救急医療では、厳しい時間的・空間的制約をともなうため、医療資源の効率的利用が不可欠です。
致死的な外傷では、時間とともに救命できる確率が急速に減少してしまいます。急性心筋梗塞などの重篤な急病でも、同じ傾向が見られます。従って1分でも早く治療を開始しなければなりません。
一方、事故や災害は定期的に起こるものではなく、その規模にも大きなばらつきがあります。常時最悪の状況に備えた準備をすると、多くの人員・設備が遊んでしまうことになるため非効率です。逆に準備がひどく過少だと、いざという時に対応ができません。事が起きてから手配をしても、時間・空間的制約のため手遅れになってしまうからです。
この問題は、古来担当者を悩ませてきました。
解決法の一つは、医療資源と傷病者をできるだけ少ない箇所に集中することです。大数の法則によってばらつきが平準化され、また繰り返しにより習熟度が高くなるため、効率が上がります。

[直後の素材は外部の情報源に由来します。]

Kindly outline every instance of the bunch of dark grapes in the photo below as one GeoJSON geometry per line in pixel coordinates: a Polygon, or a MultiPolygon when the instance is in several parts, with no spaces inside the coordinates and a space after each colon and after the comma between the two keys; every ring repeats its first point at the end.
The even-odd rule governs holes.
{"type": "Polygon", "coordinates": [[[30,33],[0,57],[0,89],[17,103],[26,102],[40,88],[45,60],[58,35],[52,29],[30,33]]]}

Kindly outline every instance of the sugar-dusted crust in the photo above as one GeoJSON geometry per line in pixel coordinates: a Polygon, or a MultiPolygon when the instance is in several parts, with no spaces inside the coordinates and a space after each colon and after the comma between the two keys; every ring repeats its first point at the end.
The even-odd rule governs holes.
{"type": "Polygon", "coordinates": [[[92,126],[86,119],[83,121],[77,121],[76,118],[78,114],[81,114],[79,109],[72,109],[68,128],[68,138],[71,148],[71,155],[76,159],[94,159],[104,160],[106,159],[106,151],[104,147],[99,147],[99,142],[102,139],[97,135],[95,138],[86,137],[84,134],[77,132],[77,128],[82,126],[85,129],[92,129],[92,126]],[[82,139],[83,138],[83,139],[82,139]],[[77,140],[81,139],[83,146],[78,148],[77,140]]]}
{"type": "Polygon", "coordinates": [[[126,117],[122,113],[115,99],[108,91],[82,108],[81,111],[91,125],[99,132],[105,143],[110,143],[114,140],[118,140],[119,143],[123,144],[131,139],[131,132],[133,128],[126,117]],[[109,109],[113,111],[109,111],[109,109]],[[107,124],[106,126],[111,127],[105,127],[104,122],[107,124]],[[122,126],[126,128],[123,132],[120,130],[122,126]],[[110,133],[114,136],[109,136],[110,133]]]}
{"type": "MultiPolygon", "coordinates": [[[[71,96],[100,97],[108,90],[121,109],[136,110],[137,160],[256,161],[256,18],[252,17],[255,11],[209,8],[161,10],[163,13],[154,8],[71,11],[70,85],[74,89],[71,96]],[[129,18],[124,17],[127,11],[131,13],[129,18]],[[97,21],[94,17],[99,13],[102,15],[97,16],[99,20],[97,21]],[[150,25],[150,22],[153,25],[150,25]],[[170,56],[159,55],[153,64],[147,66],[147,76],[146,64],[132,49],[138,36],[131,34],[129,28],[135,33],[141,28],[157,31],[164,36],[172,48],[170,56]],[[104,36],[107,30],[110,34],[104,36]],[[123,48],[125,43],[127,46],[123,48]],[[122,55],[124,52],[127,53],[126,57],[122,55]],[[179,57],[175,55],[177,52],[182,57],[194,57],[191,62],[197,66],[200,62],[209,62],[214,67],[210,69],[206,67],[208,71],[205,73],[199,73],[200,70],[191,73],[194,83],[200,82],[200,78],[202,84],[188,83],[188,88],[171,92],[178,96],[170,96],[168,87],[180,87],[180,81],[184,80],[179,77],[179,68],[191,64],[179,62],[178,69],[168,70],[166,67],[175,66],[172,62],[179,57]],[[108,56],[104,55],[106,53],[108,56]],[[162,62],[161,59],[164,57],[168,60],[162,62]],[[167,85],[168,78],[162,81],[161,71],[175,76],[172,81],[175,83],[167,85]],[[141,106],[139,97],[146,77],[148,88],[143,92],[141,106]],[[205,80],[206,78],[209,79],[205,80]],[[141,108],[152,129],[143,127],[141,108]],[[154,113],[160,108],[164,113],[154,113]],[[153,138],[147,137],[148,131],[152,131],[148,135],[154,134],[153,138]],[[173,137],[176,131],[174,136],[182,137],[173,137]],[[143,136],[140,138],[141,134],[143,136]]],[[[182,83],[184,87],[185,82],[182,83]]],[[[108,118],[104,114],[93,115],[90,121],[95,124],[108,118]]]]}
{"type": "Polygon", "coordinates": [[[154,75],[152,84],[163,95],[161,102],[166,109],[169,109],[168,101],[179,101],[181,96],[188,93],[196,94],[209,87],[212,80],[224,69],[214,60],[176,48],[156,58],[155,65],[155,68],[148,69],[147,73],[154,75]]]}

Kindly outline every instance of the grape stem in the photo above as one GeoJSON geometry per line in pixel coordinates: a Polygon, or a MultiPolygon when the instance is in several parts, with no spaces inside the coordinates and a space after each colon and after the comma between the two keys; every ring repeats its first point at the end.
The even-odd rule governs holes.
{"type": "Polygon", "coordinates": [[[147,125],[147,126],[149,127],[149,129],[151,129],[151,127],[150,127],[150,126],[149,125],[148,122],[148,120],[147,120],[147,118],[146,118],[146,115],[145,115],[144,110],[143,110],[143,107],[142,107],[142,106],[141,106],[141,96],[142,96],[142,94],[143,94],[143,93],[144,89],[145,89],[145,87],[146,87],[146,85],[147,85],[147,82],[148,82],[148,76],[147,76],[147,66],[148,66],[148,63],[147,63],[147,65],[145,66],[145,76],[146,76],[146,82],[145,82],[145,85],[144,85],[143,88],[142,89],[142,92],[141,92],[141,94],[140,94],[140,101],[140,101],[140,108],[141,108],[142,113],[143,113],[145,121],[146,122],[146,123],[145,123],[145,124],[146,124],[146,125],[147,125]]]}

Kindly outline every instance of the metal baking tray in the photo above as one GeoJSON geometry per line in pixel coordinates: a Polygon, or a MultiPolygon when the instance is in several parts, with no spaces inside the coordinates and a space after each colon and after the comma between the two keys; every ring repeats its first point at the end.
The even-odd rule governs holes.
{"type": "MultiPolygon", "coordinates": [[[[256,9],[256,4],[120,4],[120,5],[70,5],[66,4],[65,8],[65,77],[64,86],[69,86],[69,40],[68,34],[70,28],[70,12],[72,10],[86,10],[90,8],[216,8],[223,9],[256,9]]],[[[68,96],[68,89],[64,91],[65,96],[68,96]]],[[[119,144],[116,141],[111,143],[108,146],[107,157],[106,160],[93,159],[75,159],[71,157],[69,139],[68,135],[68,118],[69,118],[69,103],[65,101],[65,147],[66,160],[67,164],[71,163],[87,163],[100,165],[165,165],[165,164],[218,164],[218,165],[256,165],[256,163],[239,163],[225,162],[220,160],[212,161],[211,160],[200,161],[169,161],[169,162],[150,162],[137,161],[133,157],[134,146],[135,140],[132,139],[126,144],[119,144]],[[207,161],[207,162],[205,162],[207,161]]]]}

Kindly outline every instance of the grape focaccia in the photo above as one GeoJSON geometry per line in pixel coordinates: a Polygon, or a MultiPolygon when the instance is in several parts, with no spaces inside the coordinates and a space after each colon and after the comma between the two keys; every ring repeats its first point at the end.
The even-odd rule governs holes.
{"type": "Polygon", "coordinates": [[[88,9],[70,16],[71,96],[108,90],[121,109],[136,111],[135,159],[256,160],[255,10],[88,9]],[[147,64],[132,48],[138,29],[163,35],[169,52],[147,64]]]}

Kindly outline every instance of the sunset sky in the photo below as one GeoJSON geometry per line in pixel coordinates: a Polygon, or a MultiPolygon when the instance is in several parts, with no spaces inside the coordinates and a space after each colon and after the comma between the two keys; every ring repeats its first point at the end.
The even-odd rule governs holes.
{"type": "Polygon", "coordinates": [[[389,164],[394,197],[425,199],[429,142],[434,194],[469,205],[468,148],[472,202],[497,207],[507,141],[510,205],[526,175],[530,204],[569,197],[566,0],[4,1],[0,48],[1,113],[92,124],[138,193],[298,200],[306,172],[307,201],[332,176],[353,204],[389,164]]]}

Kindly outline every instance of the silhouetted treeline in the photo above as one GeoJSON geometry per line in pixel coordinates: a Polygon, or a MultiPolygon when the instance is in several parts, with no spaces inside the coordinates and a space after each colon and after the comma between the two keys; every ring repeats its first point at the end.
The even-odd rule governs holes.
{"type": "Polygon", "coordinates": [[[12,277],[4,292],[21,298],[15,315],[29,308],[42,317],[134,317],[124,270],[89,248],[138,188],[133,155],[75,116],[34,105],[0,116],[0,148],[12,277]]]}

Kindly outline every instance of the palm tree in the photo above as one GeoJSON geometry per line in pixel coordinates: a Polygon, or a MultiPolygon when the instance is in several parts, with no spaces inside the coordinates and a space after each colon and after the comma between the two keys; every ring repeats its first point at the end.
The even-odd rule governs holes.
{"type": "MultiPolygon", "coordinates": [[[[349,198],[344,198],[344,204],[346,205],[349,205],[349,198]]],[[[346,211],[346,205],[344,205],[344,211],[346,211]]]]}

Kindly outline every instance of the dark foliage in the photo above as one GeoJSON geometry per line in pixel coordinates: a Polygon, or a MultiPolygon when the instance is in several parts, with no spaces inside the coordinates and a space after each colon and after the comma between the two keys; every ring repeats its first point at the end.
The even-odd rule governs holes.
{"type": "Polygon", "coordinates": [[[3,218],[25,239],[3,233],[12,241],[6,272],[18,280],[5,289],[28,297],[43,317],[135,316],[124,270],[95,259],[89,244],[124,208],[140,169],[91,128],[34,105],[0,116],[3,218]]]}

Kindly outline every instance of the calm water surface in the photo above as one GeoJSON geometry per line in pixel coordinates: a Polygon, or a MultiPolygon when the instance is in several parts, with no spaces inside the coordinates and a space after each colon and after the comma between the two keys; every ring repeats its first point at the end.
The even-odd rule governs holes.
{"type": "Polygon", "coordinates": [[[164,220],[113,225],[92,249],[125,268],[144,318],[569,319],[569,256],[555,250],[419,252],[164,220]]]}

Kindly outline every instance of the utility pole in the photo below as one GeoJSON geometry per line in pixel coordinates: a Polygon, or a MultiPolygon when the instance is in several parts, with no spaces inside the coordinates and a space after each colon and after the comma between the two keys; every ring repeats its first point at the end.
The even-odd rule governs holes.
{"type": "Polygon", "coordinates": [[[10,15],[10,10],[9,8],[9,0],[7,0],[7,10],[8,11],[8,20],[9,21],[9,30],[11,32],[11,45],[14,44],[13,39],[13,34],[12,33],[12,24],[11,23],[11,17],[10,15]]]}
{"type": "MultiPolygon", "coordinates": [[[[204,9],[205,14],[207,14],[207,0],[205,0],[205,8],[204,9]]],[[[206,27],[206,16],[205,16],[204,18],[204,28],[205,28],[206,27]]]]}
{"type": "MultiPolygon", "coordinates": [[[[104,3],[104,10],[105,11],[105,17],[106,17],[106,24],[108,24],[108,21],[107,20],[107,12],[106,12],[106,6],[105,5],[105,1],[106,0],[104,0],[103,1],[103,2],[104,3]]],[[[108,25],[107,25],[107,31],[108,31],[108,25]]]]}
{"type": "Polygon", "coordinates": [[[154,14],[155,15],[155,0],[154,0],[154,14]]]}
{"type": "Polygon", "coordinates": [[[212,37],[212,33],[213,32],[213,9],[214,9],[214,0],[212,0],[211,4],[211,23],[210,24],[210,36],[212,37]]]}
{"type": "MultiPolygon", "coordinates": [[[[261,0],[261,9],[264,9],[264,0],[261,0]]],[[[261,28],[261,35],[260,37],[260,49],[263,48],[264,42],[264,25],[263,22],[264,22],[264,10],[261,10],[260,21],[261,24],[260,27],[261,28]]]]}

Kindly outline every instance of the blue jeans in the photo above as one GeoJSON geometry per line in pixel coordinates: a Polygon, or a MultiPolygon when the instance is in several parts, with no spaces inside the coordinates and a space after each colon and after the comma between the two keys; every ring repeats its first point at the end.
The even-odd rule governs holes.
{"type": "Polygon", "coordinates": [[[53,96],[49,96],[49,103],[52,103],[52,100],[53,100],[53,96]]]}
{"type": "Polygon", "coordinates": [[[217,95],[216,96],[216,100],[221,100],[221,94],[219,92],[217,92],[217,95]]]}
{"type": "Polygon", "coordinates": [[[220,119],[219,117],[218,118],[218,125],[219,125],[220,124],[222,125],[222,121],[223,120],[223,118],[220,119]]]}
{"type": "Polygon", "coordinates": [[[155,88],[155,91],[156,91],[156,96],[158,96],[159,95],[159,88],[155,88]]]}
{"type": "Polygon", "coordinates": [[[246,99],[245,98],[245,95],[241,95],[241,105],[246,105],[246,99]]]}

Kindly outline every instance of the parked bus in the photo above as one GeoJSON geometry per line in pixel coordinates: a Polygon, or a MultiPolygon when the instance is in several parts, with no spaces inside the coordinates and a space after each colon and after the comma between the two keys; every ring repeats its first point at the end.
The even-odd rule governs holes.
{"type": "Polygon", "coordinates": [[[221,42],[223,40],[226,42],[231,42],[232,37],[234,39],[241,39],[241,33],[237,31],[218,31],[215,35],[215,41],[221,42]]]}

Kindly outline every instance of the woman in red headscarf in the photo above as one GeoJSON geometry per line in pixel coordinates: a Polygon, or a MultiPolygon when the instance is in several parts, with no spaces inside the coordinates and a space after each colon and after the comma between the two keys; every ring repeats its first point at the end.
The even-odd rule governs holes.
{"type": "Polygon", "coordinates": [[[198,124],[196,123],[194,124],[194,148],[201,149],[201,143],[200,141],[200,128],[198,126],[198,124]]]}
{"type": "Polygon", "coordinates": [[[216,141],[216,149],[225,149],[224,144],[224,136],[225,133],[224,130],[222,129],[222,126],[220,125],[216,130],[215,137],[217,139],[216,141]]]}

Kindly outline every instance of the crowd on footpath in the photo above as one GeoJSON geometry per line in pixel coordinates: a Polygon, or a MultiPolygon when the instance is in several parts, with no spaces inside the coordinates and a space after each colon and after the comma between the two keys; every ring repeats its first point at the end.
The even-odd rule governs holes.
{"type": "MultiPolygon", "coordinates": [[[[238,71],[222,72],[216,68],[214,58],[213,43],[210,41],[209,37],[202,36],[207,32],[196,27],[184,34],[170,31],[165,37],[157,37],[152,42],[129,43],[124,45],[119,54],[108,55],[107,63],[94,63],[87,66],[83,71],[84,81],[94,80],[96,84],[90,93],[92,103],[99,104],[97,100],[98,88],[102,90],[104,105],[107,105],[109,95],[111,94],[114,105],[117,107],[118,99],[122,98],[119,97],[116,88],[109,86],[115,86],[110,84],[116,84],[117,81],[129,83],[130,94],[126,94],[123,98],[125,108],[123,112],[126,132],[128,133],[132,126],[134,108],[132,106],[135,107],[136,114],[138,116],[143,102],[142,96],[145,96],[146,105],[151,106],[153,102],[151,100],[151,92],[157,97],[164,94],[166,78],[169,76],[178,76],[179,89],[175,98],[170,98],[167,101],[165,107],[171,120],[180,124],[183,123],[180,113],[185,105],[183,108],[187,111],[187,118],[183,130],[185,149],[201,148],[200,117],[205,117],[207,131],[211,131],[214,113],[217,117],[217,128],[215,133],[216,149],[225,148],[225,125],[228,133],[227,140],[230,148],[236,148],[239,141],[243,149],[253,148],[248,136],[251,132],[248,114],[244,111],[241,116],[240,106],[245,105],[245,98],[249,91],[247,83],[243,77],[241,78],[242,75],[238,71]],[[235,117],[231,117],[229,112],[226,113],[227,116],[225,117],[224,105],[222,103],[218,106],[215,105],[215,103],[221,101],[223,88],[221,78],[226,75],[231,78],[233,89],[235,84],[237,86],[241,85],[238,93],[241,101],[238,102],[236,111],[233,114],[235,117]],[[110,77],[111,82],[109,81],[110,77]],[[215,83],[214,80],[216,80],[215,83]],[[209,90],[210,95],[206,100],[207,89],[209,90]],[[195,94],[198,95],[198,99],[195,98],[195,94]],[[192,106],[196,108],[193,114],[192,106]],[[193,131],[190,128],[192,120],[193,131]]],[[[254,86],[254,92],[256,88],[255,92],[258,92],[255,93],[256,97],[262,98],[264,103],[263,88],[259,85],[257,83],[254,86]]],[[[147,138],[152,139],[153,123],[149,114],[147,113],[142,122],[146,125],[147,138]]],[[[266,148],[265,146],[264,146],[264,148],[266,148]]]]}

また、傷病者を一定時間内に一箇所へ集中するには、迅速な搬送が不可欠です。搬送手段の速度と地勢的制約によって、その救急医療システムが有効に稼動できる空間的限界が決まります。
都市部のように、傷病者の空間的発生密度が高く、高い山などの障害がない場合には、自動車(救急車)による迅速な搬送が可能です。
一方、人口密度が低く、広い面積を対象とする場合や、島嶼・山岳地帯のように交通上の障壁がある場所では、搬送手段に航空機や船舶などを用なけれななりません。